Actually, Shakespeare might have liked having more material to work with. "Unfriends, Romans and countrymen, lend me your ears." "What is sharper than a serpent's text?" "All the Web's a stage." "To BFF or not to BFF, that is the question."

David Swarbrick, managing director at Chambers, believes that the new set of words provides a portrait of Britain over the last few years. He has been quoted as saying, "[E]very new generation needs to see the impact that they have made in society. Different generations make different impacts. I think young people are probably the most creative agents for new words because they're not held back by convention."

A good example of a creative new word used by young people is "sexting" (exchanging text messages of a sexual nature).
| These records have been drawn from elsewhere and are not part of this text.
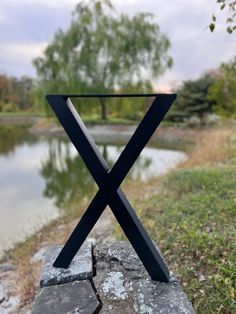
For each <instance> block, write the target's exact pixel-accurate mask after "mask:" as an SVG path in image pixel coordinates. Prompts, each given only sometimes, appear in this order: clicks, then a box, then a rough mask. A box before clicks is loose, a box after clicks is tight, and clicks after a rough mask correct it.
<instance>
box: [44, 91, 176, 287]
mask: <svg viewBox="0 0 236 314" xmlns="http://www.w3.org/2000/svg"><path fill="white" fill-rule="evenodd" d="M73 97H81V98H88V97H155V98H154V101H153V103H152V104H151V106H150V108H149V109H148V111H147V113H146V114H145V116H144V118H143V119H142V121H141V122H140V124H139V126H138V127H137V129H136V131H135V132H134V134H133V135H132V137H131V139H130V140H129V142H128V144H127V145H126V147H125V148H124V150H123V151H122V153H121V155H120V157H119V158H118V160H117V162H116V163H115V164H114V166H113V167H112V168H111V169H110V168H109V167H108V164H107V162H106V161H105V160H104V159H103V157H102V155H101V153H100V152H99V150H98V148H97V146H96V144H95V143H94V141H93V139H92V137H91V136H90V135H89V132H88V130H87V129H86V127H85V125H84V123H83V121H82V120H81V118H80V116H79V114H78V113H77V111H76V109H75V107H74V106H73V104H72V102H71V100H70V98H73ZM46 98H47V100H48V102H49V104H50V105H51V107H52V109H53V111H54V112H55V114H56V116H57V117H58V119H59V121H60V123H61V124H62V126H63V128H64V129H65V131H66V133H67V135H68V136H69V138H70V140H71V141H72V143H73V144H74V146H75V148H76V149H77V151H78V152H79V154H80V155H81V157H82V159H83V161H84V163H85V165H86V166H87V168H88V170H89V171H90V173H91V175H92V177H93V178H94V180H95V182H96V183H97V185H98V187H99V190H98V192H97V194H96V195H95V197H94V198H93V200H92V201H91V203H90V205H89V207H88V208H87V210H86V212H85V213H84V214H83V216H82V218H81V219H80V221H79V223H78V225H77V226H76V228H75V229H74V231H73V232H72V234H71V236H70V237H69V239H68V241H67V242H66V244H65V246H64V247H63V248H62V250H61V252H60V253H59V255H58V257H57V259H56V260H55V262H54V264H53V266H54V267H61V268H67V267H68V266H69V265H70V263H71V261H72V259H73V258H74V256H75V254H76V253H77V251H78V250H79V249H80V247H81V245H82V244H83V242H84V241H85V239H86V237H87V236H88V234H89V233H90V231H91V230H92V228H93V227H94V225H95V224H96V222H97V220H98V219H99V217H100V216H101V214H102V212H103V211H104V209H105V207H106V206H107V205H109V207H110V208H111V210H112V212H113V214H114V215H115V217H116V219H117V221H118V222H119V224H120V226H121V227H122V229H123V231H124V233H125V235H126V236H127V238H128V239H129V241H130V243H131V244H132V246H133V248H134V249H135V251H136V253H137V254H138V256H139V258H140V260H141V261H142V263H143V265H144V267H145V268H146V270H147V272H148V273H149V275H150V277H151V278H152V279H153V280H158V281H162V282H168V281H169V271H168V268H167V266H166V264H165V262H164V261H163V258H162V256H161V254H160V253H159V252H158V250H157V248H156V247H155V245H154V244H153V242H152V241H151V239H150V238H149V236H148V234H147V232H146V230H145V229H144V227H143V225H142V224H141V222H140V221H139V219H138V217H137V216H136V214H135V211H134V209H133V208H132V206H131V204H130V203H129V201H128V199H127V198H126V196H125V194H124V193H123V191H122V190H121V188H120V184H121V183H122V181H123V180H124V179H125V177H126V175H127V173H128V172H129V170H130V168H131V167H132V166H133V164H134V162H135V161H136V159H137V157H138V156H139V155H140V153H141V151H142V150H143V148H144V147H145V146H146V144H147V142H148V141H149V139H150V138H151V136H152V135H153V133H154V132H155V130H156V128H157V127H158V125H159V124H160V123H161V121H162V119H163V118H164V116H165V114H166V113H167V112H168V110H169V108H170V107H171V105H172V103H173V102H174V100H175V99H176V95H175V94H119V95H107V94H105V95H74V94H73V95H47V96H46Z"/></svg>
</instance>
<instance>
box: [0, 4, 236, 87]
mask: <svg viewBox="0 0 236 314" xmlns="http://www.w3.org/2000/svg"><path fill="white" fill-rule="evenodd" d="M112 2H113V4H114V6H115V7H116V9H117V10H118V11H119V12H120V11H123V12H126V13H128V14H134V13H136V12H138V11H146V12H152V13H153V14H155V16H156V21H157V23H158V24H159V25H160V28H161V31H162V32H164V33H166V34H167V35H168V37H169V39H170V41H171V44H172V48H171V50H170V55H171V56H172V57H173V59H174V66H173V68H172V69H171V70H169V71H168V72H167V73H166V74H165V75H164V76H163V77H161V78H160V79H159V81H158V86H159V87H161V88H163V87H166V86H167V87H168V86H173V85H176V84H179V83H180V82H181V81H183V80H185V79H189V78H196V77H198V76H199V75H201V74H202V73H203V72H204V71H206V70H207V69H212V68H216V67H217V66H219V65H220V63H221V62H227V61H228V60H229V59H231V58H232V57H233V56H234V55H236V33H235V34H233V35H228V34H227V33H226V31H225V25H223V23H222V21H223V16H222V15H219V25H218V26H217V29H216V31H215V32H214V33H213V34H211V33H210V32H209V30H208V29H207V25H208V24H209V22H210V18H211V15H212V13H215V14H216V15H217V16H218V13H219V10H218V5H217V4H216V1H215V0H171V1H163V0H123V1H122V0H113V1H112ZM76 3H78V0H0V73H4V74H8V75H14V76H18V77H19V76H21V75H29V76H34V77H35V76H36V73H35V70H34V68H33V66H32V59H33V58H34V57H37V56H39V55H41V54H42V52H43V50H44V48H45V47H46V46H47V44H48V43H49V42H50V40H51V39H52V38H53V34H54V32H55V31H56V30H58V28H62V29H66V28H68V26H69V23H70V20H71V12H72V10H73V9H74V7H75V5H76Z"/></svg>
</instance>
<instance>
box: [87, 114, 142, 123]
mask: <svg viewBox="0 0 236 314" xmlns="http://www.w3.org/2000/svg"><path fill="white" fill-rule="evenodd" d="M82 119H83V121H84V123H86V124H92V125H94V124H102V125H106V124H110V125H117V124H118V125H130V124H137V123H138V122H137V121H134V120H129V119H122V118H115V117H111V116H109V117H108V118H107V119H101V118H100V117H99V116H97V115H90V116H82Z"/></svg>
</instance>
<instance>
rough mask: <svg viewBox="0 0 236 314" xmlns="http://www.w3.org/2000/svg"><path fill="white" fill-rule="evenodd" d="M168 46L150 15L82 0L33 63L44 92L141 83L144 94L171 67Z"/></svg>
mask: <svg viewBox="0 0 236 314" xmlns="http://www.w3.org/2000/svg"><path fill="white" fill-rule="evenodd" d="M169 48H170V42H169V40H168V38H167V37H166V35H164V34H162V33H161V31H160V28H159V26H158V25H157V24H156V23H155V21H154V20H153V15H152V14H150V13H138V14H136V15H134V16H132V17H131V16H128V15H126V14H117V13H116V12H115V10H114V8H113V6H112V3H111V2H110V1H109V0H103V1H102V0H99V1H98V0H91V1H88V2H85V1H81V2H79V4H78V5H77V6H76V8H75V10H74V12H73V15H72V21H71V24H70V27H69V29H68V30H66V31H63V30H61V29H60V30H58V31H57V32H56V34H55V36H54V38H53V40H52V41H51V42H50V43H49V45H48V46H47V48H46V49H45V51H44V53H43V56H41V57H38V58H36V59H35V60H34V61H33V64H34V65H35V67H36V70H37V74H38V78H39V84H38V90H39V91H40V94H42V93H44V94H45V93H65V92H66V93H70V92H71V93H74V92H76V93H78V92H80V93H113V92H115V91H116V92H117V91H126V92H127V91H129V92H132V91H133V90H135V88H136V87H137V86H139V87H140V90H139V91H140V92H142V91H145V92H147V91H149V92H150V91H151V90H152V84H151V80H152V79H156V78H157V77H158V76H159V75H160V74H162V73H163V72H164V71H165V70H166V69H167V68H168V67H170V66H171V65H172V59H171V58H170V56H169V55H168V49H169ZM147 87H148V90H147ZM127 89H128V90H127ZM81 106H82V105H81ZM89 108H90V109H91V106H89ZM100 108H101V118H102V119H106V118H107V108H106V103H105V100H104V99H102V98H101V99H100ZM83 109H84V110H88V109H87V108H86V106H84V108H83Z"/></svg>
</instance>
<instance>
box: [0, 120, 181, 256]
mask: <svg viewBox="0 0 236 314" xmlns="http://www.w3.org/2000/svg"><path fill="white" fill-rule="evenodd" d="M99 149H100V150H101V153H102V154H103V156H104V158H105V159H106V160H107V162H108V164H109V166H112V165H113V164H114V162H115V161H116V160H117V158H118V157H119V155H120V153H121V151H122V149H123V147H122V146H116V145H106V144H102V145H101V144H100V145H99ZM183 158H185V154H184V153H182V152H178V151H171V150H160V149H156V148H150V147H149V148H146V149H145V150H144V151H143V153H142V155H141V157H140V158H139V159H138V160H137V161H136V163H135V165H134V166H133V168H132V169H131V171H130V173H129V178H131V179H137V178H141V179H146V178H147V177H150V176H151V175H158V174H162V173H163V172H165V171H166V170H167V169H169V168H170V167H174V166H175V165H176V164H177V163H178V162H179V161H181V160H183ZM96 189H97V187H96V184H95V183H94V180H93V179H92V178H91V175H90V174H89V172H88V170H87V169H86V168H85V166H84V163H83V161H82V160H81V158H80V156H79V155H78V153H77V151H76V150H75V148H74V147H73V145H72V144H71V143H70V142H68V141H67V139H66V138H53V139H52V138H37V137H33V136H31V135H29V134H28V133H27V130H26V128H25V127H23V128H20V127H19V126H17V127H15V126H14V128H13V127H10V126H7V127H4V128H3V127H1V128H0V199H1V202H0V255H1V254H2V252H3V249H4V248H5V249H6V248H9V246H10V245H12V244H13V243H15V242H16V241H20V240H22V239H23V238H24V237H25V236H26V235H29V234H32V233H33V232H35V231H36V230H38V229H40V228H41V227H42V225H43V224H44V223H46V222H48V221H50V220H52V219H54V218H55V217H57V216H58V215H59V214H60V213H62V212H65V211H66V210H68V209H69V208H70V206H71V205H73V204H76V203H77V202H79V201H81V200H83V198H84V197H88V198H89V199H91V194H94V192H95V190H96ZM58 209H60V212H59V210H58Z"/></svg>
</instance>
But the word was deemed too new for inclusion in the latest edition of The Chambers Dictionary. Here are a few more words that were omitted.

  • Clairvoyantique -- yesterday's vision of the future
  • Cybereavement -- mourning a computer that died before back-up
  • Elevatorture -- listening to someone's elevator pitch
  • Fiscalamity -- announcement of poor annual results
  • Guruins -- remains of company after visionary CEO takes golden parachute
  • Migrateful -- happy for lateral career move that gets you away from your boss
  • Mindsharecropper -- someone who horns in on your ideas and farms the best of them
  • Priceberg -- hidden cost of paying more than you can afford
  • Pushwhacked -- failed to see pushback coming
  • Robusted -- product with so many features that customers hate it
  • Sofacillitate -- ease a person out of their job and into their living room
  • Telepathetic -- believing that you can read your boss' mind
  • Yenabler -- any country that keeps lending to Japan
  • Zenvision -- sound of one strategic plan slapping itself

How should we feel about the omission of these words from The Chambers Dictionary while terms such as "skank" and "OMG" were included? Well, linguistic traditionalists will find it both good and bad news. Or as Charles Dickens might have observed, "It was the best of times. It was the WTF of times."